A little consideration of these plain and irrefutable truths [i.e., essentially, argued Davis, that a citizen owes paramount allegiance to the state, in its corporate capacity, in which (s)he resides--editor] would show how utterly unworthy and false are the vulgar taunts which attribute “treason” to those who, in the late secession of the Southern states, were loyal to the only sovereign entitled to their allegiance, and which still more absurdly prate of the violation of oaths to support “the government,” an oath which nobody ever could have been legally required to take, and which must have been ignorantly confounded with the prescribed oath to support the Constitution.
Nullification and secession are often erroneously treated as if they were one and the same thing. It is true that both ideas spring from the sovereign right of a state to interpose for the protection of its own people, but they are altogether unlike as to both their extent and the character of the means to be employed. The first was a temporary expedient, intended to restrain action until the question at issue could be submitted to a convention of the states. It was a remedy which its supporters sought to apply within the Union, a means to avoid the last resort—separation. If the application for a convention should fail, or if the state making it should suffer an adverse decision, the advocates of that remedy have not revealed what they proposed as the next step—supposing the infraction of the compact to have been of that character which, according to Webster, dissolved it.
Secession, on the other hand, was the assertion of the inalienable right of a people to change their government, whenever it ceased to fulfill the purpose for which it was ordained and established. Under our form of government, and the cardinal principles upon which it was founded, it should have been a peaceful remedy. The withdrawal of a state from league has no revolutionary or insurrectionary characteristic. The government of the state remains unchanged as to all internal affairs.

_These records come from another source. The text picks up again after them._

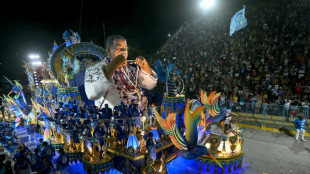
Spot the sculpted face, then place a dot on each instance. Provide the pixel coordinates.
(120, 48)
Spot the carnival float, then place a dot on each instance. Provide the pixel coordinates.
(179, 128)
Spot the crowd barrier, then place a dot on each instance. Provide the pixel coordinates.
(268, 115)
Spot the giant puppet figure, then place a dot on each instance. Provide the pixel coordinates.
(112, 80)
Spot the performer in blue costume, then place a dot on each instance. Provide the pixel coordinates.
(35, 161)
(47, 151)
(62, 161)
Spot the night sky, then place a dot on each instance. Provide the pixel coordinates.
(31, 27)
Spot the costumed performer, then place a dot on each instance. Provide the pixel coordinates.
(112, 81)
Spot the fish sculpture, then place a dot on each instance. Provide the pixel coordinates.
(188, 146)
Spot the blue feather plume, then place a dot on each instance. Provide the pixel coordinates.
(65, 35)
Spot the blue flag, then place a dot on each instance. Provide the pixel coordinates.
(238, 21)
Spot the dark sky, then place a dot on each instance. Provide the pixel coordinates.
(31, 27)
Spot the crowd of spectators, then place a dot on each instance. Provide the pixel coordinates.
(267, 61)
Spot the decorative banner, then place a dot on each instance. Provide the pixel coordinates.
(238, 21)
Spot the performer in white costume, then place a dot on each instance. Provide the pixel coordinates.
(112, 80)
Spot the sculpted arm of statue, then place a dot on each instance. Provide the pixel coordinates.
(110, 68)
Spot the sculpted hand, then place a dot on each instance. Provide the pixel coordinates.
(141, 61)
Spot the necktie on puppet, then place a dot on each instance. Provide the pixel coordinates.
(238, 21)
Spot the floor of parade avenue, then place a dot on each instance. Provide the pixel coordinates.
(265, 152)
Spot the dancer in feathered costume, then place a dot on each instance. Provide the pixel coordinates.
(215, 113)
(188, 146)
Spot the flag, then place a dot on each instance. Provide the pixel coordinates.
(238, 21)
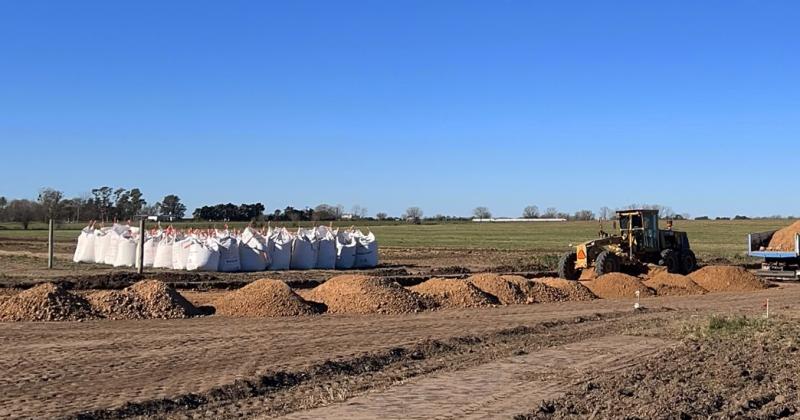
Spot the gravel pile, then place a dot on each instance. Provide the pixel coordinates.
(265, 298)
(143, 300)
(447, 293)
(726, 278)
(358, 294)
(668, 284)
(507, 292)
(575, 291)
(618, 285)
(46, 302)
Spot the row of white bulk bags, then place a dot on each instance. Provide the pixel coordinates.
(366, 250)
(228, 253)
(326, 248)
(84, 252)
(279, 246)
(163, 257)
(253, 251)
(204, 255)
(345, 250)
(305, 249)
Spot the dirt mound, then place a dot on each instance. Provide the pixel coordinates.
(264, 298)
(143, 300)
(667, 284)
(454, 293)
(538, 292)
(726, 278)
(506, 291)
(360, 294)
(46, 302)
(618, 285)
(574, 290)
(783, 240)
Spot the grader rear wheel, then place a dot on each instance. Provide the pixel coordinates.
(606, 262)
(566, 266)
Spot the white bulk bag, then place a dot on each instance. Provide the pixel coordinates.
(150, 248)
(345, 250)
(180, 253)
(279, 245)
(228, 254)
(163, 258)
(84, 252)
(253, 253)
(203, 256)
(305, 248)
(100, 244)
(126, 252)
(366, 250)
(326, 254)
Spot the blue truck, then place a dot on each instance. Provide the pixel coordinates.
(777, 265)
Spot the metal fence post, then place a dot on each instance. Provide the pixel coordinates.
(140, 257)
(50, 245)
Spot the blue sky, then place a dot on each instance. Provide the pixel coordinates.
(437, 104)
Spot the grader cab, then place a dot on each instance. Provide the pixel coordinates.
(639, 242)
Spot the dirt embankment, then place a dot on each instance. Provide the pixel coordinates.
(722, 278)
(366, 295)
(454, 293)
(265, 298)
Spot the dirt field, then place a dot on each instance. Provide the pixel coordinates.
(392, 353)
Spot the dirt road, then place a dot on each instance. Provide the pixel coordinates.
(62, 369)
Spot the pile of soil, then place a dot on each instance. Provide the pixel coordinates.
(538, 292)
(618, 285)
(358, 294)
(574, 290)
(448, 293)
(507, 292)
(264, 298)
(726, 278)
(143, 300)
(783, 240)
(667, 284)
(46, 302)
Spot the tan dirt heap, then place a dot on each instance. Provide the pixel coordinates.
(725, 278)
(358, 294)
(447, 293)
(618, 285)
(264, 298)
(538, 292)
(668, 284)
(783, 240)
(575, 291)
(46, 302)
(507, 292)
(143, 300)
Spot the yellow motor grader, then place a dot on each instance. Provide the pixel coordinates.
(639, 241)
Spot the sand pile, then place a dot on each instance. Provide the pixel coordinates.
(618, 285)
(573, 289)
(447, 293)
(360, 294)
(783, 240)
(264, 298)
(724, 278)
(46, 302)
(507, 292)
(143, 300)
(538, 292)
(667, 284)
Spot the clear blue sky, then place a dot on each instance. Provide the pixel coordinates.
(443, 105)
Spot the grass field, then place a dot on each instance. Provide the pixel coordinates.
(709, 239)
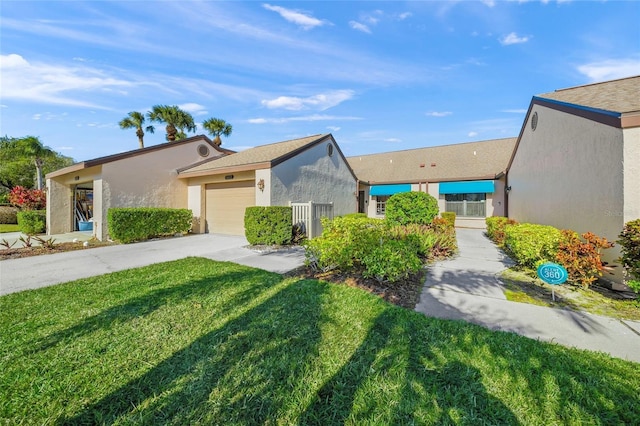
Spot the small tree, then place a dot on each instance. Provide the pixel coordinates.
(411, 207)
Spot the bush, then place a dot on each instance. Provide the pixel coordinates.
(582, 259)
(32, 222)
(8, 215)
(450, 217)
(496, 226)
(28, 199)
(411, 207)
(530, 244)
(128, 224)
(630, 246)
(268, 225)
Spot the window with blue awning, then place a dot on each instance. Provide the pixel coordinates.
(379, 190)
(467, 187)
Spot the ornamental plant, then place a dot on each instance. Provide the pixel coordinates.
(630, 246)
(582, 258)
(411, 207)
(28, 199)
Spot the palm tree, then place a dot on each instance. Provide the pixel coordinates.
(178, 121)
(135, 120)
(217, 127)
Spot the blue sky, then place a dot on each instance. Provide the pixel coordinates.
(381, 76)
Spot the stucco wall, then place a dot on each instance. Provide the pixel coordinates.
(315, 176)
(568, 173)
(631, 174)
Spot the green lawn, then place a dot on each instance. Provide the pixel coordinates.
(201, 342)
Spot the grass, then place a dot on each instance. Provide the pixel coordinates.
(5, 227)
(196, 341)
(523, 286)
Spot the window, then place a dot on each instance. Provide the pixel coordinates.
(470, 205)
(381, 204)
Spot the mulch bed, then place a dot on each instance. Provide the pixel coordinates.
(404, 293)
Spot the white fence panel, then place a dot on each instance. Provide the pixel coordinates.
(308, 215)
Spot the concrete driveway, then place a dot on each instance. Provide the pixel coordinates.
(468, 288)
(40, 271)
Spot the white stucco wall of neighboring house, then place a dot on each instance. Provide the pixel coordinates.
(568, 173)
(196, 194)
(315, 176)
(263, 197)
(631, 174)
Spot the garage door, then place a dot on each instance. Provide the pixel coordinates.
(225, 205)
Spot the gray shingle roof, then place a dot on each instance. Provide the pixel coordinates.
(622, 96)
(439, 163)
(271, 153)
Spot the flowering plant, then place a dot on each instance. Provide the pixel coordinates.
(28, 199)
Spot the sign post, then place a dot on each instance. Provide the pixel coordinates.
(553, 274)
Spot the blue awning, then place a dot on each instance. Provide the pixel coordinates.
(467, 187)
(389, 189)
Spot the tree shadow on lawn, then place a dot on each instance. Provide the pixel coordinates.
(237, 372)
(149, 302)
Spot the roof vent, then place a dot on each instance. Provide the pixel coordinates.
(203, 150)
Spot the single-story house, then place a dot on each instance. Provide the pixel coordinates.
(80, 195)
(576, 164)
(310, 169)
(467, 178)
(215, 183)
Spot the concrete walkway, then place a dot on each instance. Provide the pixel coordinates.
(467, 288)
(40, 271)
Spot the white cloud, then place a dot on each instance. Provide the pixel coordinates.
(51, 84)
(193, 108)
(439, 113)
(610, 69)
(310, 118)
(305, 21)
(360, 27)
(321, 102)
(513, 38)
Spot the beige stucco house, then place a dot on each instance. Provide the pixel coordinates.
(577, 160)
(295, 171)
(466, 178)
(83, 193)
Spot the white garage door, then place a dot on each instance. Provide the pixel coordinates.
(225, 205)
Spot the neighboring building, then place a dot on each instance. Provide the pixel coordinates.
(467, 178)
(577, 161)
(83, 193)
(300, 170)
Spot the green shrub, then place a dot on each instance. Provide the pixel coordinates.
(8, 215)
(411, 207)
(391, 260)
(128, 224)
(344, 242)
(530, 243)
(32, 222)
(496, 226)
(450, 217)
(582, 258)
(630, 246)
(268, 225)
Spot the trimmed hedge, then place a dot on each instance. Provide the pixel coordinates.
(128, 224)
(32, 222)
(8, 215)
(411, 207)
(450, 217)
(268, 225)
(530, 244)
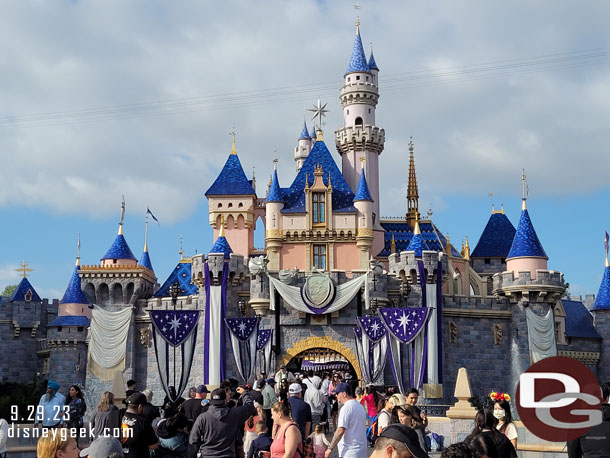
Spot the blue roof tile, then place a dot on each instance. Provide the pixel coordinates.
(305, 133)
(22, 289)
(602, 301)
(74, 294)
(275, 192)
(181, 274)
(222, 246)
(70, 320)
(231, 181)
(363, 190)
(145, 261)
(294, 196)
(119, 250)
(496, 239)
(372, 64)
(579, 321)
(357, 62)
(403, 234)
(526, 241)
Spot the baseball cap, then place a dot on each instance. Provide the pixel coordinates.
(407, 436)
(102, 447)
(202, 389)
(136, 399)
(295, 388)
(218, 397)
(343, 388)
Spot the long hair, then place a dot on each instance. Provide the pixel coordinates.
(106, 401)
(508, 418)
(49, 445)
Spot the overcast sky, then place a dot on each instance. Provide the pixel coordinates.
(100, 99)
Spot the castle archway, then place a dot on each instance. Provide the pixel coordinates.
(324, 349)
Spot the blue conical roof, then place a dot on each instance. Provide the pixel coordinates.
(275, 192)
(526, 241)
(145, 261)
(357, 62)
(74, 294)
(304, 133)
(22, 289)
(222, 246)
(119, 250)
(372, 64)
(602, 301)
(363, 190)
(231, 181)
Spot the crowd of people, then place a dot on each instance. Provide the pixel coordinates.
(286, 416)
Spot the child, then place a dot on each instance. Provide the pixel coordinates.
(262, 442)
(320, 443)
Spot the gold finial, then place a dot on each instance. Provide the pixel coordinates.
(24, 269)
(233, 133)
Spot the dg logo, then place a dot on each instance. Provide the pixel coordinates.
(559, 399)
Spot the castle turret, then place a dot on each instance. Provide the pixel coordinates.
(232, 197)
(305, 143)
(273, 216)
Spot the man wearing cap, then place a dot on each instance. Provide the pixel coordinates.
(301, 411)
(192, 408)
(52, 403)
(400, 439)
(103, 447)
(214, 431)
(350, 436)
(137, 434)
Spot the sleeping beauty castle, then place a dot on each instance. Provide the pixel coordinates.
(337, 286)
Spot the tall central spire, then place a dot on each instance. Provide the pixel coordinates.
(412, 192)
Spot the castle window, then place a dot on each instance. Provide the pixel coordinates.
(319, 201)
(319, 257)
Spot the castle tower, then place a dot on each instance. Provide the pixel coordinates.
(273, 216)
(364, 204)
(232, 197)
(601, 316)
(360, 137)
(304, 145)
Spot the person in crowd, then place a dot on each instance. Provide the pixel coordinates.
(269, 398)
(398, 441)
(263, 441)
(150, 412)
(485, 423)
(138, 436)
(370, 399)
(173, 437)
(170, 408)
(505, 421)
(319, 441)
(301, 411)
(103, 447)
(281, 375)
(596, 442)
(192, 408)
(214, 431)
(315, 399)
(52, 405)
(57, 446)
(287, 440)
(350, 436)
(3, 437)
(106, 418)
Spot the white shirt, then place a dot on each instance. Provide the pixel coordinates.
(353, 419)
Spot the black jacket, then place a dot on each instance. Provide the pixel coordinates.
(214, 431)
(596, 443)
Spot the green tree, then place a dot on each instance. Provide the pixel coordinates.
(8, 290)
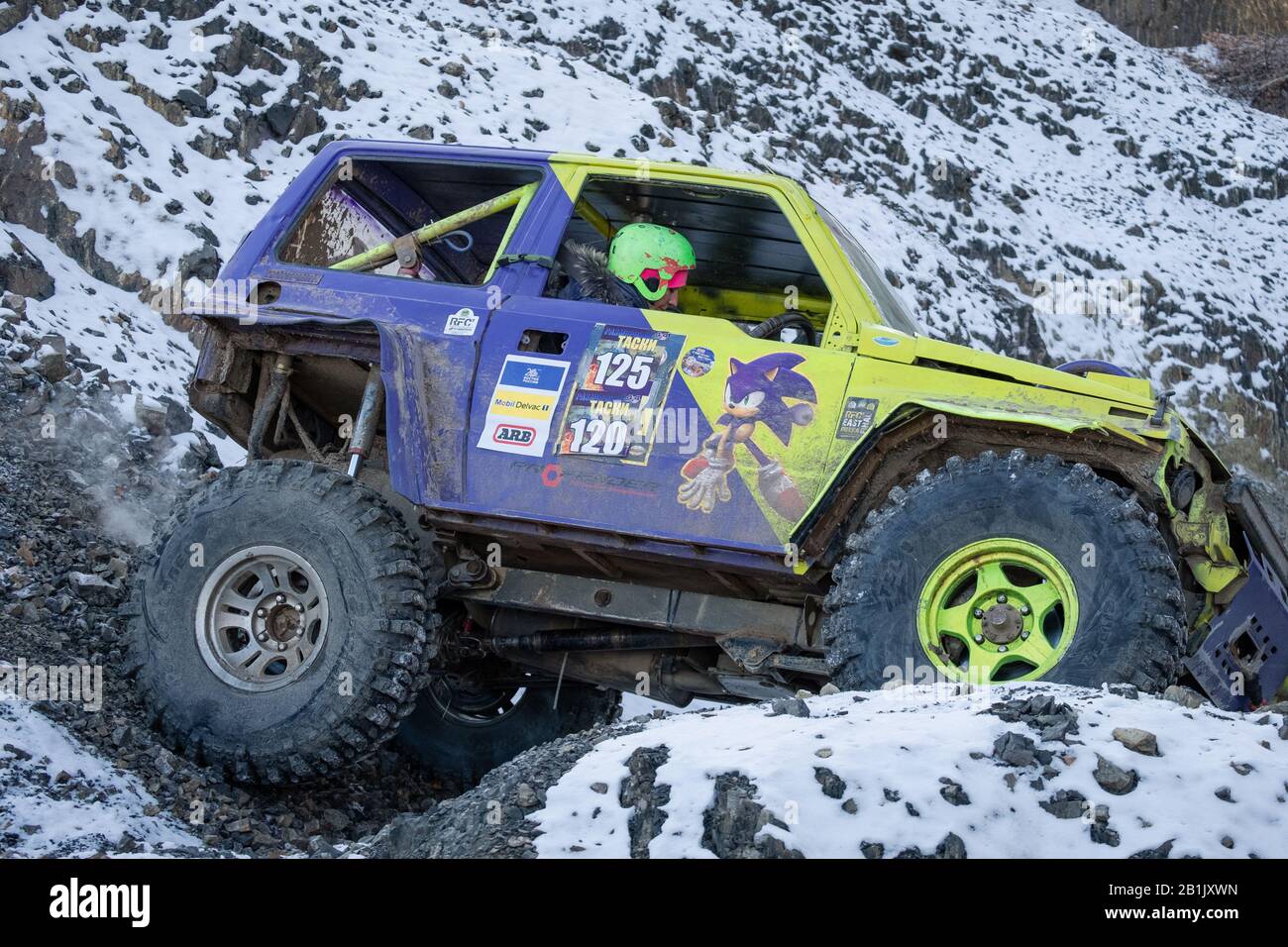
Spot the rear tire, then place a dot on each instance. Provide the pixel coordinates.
(279, 622)
(885, 611)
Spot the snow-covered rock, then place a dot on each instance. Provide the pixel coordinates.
(986, 151)
(1026, 771)
(58, 799)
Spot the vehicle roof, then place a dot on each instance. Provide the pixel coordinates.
(473, 153)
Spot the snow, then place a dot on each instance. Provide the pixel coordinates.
(84, 813)
(906, 740)
(1219, 263)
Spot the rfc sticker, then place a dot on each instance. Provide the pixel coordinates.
(857, 418)
(464, 321)
(619, 390)
(523, 405)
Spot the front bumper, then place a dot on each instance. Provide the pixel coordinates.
(1244, 659)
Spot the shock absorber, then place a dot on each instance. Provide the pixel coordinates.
(369, 419)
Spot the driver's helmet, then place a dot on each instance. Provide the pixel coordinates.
(651, 258)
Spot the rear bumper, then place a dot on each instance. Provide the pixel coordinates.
(1244, 659)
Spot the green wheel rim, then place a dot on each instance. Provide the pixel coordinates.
(997, 609)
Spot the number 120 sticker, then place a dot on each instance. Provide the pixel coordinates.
(619, 390)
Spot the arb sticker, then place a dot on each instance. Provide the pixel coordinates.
(523, 405)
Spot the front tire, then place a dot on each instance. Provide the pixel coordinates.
(1006, 570)
(279, 622)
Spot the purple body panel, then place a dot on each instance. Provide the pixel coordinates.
(438, 385)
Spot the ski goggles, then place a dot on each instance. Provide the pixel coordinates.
(653, 278)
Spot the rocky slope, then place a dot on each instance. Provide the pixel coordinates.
(1021, 771)
(984, 151)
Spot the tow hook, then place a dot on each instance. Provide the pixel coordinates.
(369, 419)
(471, 573)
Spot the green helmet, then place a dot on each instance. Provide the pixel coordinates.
(643, 252)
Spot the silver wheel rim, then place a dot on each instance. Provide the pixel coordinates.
(262, 618)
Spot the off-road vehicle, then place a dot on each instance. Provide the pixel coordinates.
(475, 512)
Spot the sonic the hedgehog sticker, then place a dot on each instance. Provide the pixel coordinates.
(857, 418)
(765, 393)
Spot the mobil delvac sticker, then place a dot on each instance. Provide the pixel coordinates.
(523, 405)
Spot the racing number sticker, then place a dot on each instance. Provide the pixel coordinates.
(522, 406)
(619, 390)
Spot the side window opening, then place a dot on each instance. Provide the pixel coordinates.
(751, 266)
(432, 221)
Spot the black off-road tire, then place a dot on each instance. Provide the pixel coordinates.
(370, 664)
(1129, 620)
(465, 753)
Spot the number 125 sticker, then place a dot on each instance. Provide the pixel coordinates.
(619, 386)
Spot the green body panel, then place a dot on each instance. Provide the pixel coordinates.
(889, 373)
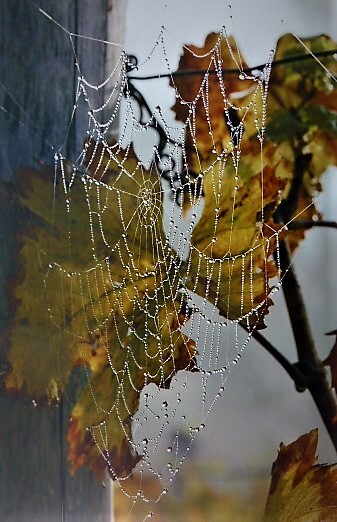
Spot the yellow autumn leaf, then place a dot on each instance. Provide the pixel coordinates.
(96, 285)
(300, 489)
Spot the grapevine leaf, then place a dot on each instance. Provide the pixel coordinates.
(241, 245)
(208, 124)
(302, 103)
(300, 489)
(87, 272)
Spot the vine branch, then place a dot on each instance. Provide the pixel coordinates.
(308, 358)
(300, 380)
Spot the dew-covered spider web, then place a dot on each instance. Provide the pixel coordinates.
(158, 257)
(168, 274)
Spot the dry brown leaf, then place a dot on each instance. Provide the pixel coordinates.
(300, 489)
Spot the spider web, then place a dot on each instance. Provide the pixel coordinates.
(151, 244)
(145, 275)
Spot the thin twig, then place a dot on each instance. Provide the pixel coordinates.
(299, 224)
(228, 72)
(300, 380)
(306, 350)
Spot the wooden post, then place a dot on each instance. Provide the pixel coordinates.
(37, 94)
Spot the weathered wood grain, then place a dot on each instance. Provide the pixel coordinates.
(37, 88)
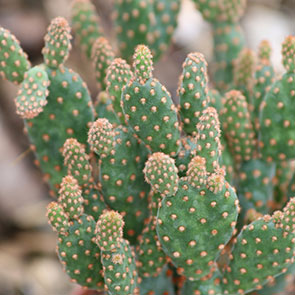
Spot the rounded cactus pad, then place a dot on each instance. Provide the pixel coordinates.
(14, 61)
(161, 173)
(238, 127)
(196, 173)
(193, 91)
(70, 197)
(57, 218)
(102, 55)
(109, 231)
(101, 137)
(262, 250)
(118, 74)
(288, 53)
(143, 63)
(76, 160)
(31, 97)
(264, 50)
(208, 138)
(57, 43)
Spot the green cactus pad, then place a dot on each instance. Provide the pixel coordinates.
(118, 74)
(263, 250)
(122, 181)
(101, 137)
(161, 173)
(193, 91)
(263, 79)
(57, 43)
(79, 254)
(208, 138)
(255, 187)
(244, 69)
(133, 20)
(150, 257)
(68, 113)
(288, 53)
(31, 97)
(188, 146)
(228, 43)
(149, 110)
(57, 218)
(70, 197)
(277, 123)
(191, 218)
(227, 11)
(119, 270)
(86, 25)
(109, 231)
(14, 61)
(238, 127)
(281, 181)
(143, 63)
(102, 55)
(77, 161)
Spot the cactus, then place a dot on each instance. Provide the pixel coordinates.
(14, 61)
(276, 124)
(119, 268)
(144, 191)
(148, 107)
(193, 91)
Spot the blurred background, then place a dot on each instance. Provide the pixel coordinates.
(28, 262)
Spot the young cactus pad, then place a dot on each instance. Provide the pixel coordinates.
(31, 97)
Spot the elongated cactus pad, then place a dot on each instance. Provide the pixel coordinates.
(193, 91)
(102, 55)
(149, 109)
(68, 113)
(14, 61)
(263, 249)
(276, 120)
(123, 186)
(208, 138)
(117, 258)
(70, 197)
(118, 74)
(229, 40)
(77, 161)
(57, 43)
(101, 137)
(31, 97)
(57, 218)
(238, 126)
(109, 231)
(161, 173)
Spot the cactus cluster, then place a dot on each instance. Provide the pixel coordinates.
(153, 197)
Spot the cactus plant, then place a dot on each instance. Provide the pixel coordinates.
(146, 187)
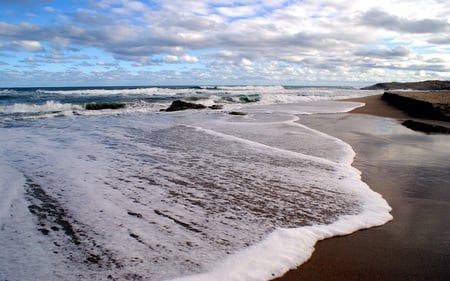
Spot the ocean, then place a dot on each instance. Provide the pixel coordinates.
(100, 183)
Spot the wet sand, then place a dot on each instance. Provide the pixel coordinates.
(411, 170)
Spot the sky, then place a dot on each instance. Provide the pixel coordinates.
(222, 42)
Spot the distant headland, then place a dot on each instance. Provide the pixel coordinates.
(430, 85)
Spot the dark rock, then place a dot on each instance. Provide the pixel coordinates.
(416, 106)
(101, 106)
(425, 128)
(183, 105)
(216, 106)
(237, 113)
(431, 85)
(138, 215)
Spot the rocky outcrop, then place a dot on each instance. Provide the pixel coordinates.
(429, 105)
(430, 85)
(426, 128)
(106, 105)
(178, 105)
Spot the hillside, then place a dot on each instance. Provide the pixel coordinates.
(430, 85)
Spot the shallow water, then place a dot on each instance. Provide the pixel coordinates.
(166, 195)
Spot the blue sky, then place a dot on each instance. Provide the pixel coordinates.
(123, 42)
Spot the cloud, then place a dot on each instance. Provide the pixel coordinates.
(381, 19)
(385, 52)
(23, 45)
(227, 39)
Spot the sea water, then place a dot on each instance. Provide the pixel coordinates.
(134, 193)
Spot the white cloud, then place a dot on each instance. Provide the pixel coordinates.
(344, 40)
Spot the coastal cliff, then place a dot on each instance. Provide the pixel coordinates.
(430, 85)
(429, 105)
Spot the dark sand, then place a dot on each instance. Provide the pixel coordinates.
(412, 172)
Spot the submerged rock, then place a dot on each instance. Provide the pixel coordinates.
(183, 105)
(100, 106)
(237, 113)
(426, 128)
(216, 106)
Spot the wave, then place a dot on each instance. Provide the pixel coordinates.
(100, 92)
(49, 106)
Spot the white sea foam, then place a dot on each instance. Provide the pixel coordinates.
(49, 106)
(195, 195)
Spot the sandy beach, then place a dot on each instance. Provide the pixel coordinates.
(410, 169)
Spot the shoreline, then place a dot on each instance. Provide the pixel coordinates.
(398, 164)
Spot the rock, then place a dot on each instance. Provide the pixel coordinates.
(183, 105)
(430, 85)
(216, 106)
(429, 105)
(237, 113)
(101, 106)
(426, 128)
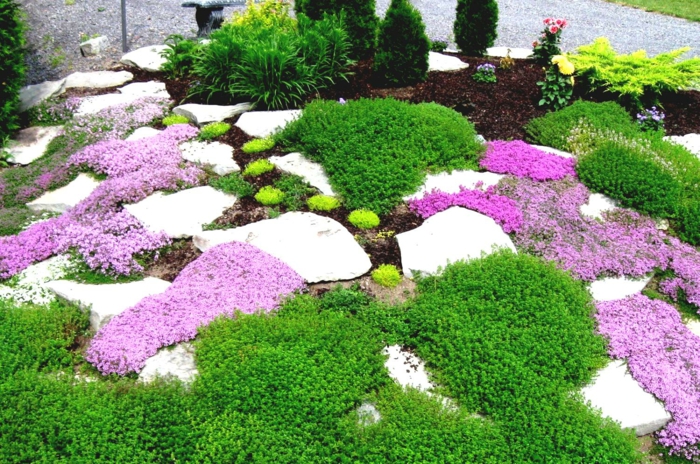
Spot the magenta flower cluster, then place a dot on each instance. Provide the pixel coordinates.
(663, 355)
(522, 160)
(227, 278)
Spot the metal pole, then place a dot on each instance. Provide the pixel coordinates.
(125, 47)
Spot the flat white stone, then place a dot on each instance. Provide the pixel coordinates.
(203, 114)
(64, 198)
(108, 300)
(31, 143)
(177, 362)
(622, 399)
(145, 89)
(617, 288)
(32, 95)
(218, 155)
(265, 123)
(515, 53)
(597, 205)
(449, 182)
(451, 235)
(143, 133)
(98, 79)
(181, 214)
(407, 369)
(146, 58)
(318, 248)
(440, 62)
(313, 173)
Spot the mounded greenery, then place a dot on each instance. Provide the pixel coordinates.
(377, 151)
(403, 47)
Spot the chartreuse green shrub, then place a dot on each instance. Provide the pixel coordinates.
(377, 151)
(402, 46)
(636, 78)
(12, 67)
(512, 338)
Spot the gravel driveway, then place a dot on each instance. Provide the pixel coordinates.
(57, 25)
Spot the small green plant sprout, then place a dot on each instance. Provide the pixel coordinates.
(175, 119)
(322, 203)
(258, 167)
(213, 130)
(387, 275)
(364, 219)
(258, 145)
(269, 196)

It is only its external or confederate relations that are altered. To term this action of a sovereign a “rebellion,” is a gross abuse of language. So is the flippant phrase which speaks of it as an appeal to the “arbitrament of the sword.” In the late contest, in particular, there was no appeal by the seceding states to the arbitrament of arms. There was on their part no invitation nor provocation to war. They stood in an attitude of self-defence, and were attacked for merely exercising a right guaranteed by the original terms of the compact. They neither tendered nor accepted any challenge to the wager of battle. The man who defends his house against attack cannot with any propriety be said to have submitted the question of his right to it to the arbitrament of arms.
Two moral obligations or restrictions upon a seceding state certainly exist: in the first place, not to break up the partnership without good and sufficient cause; in the second, to make an equitable settlement with former associates, and, as fare as may be, to avoid the infliction of loss or damage upon any of them. Neither of these obligations was violated or neglected by the Southern states in their secession.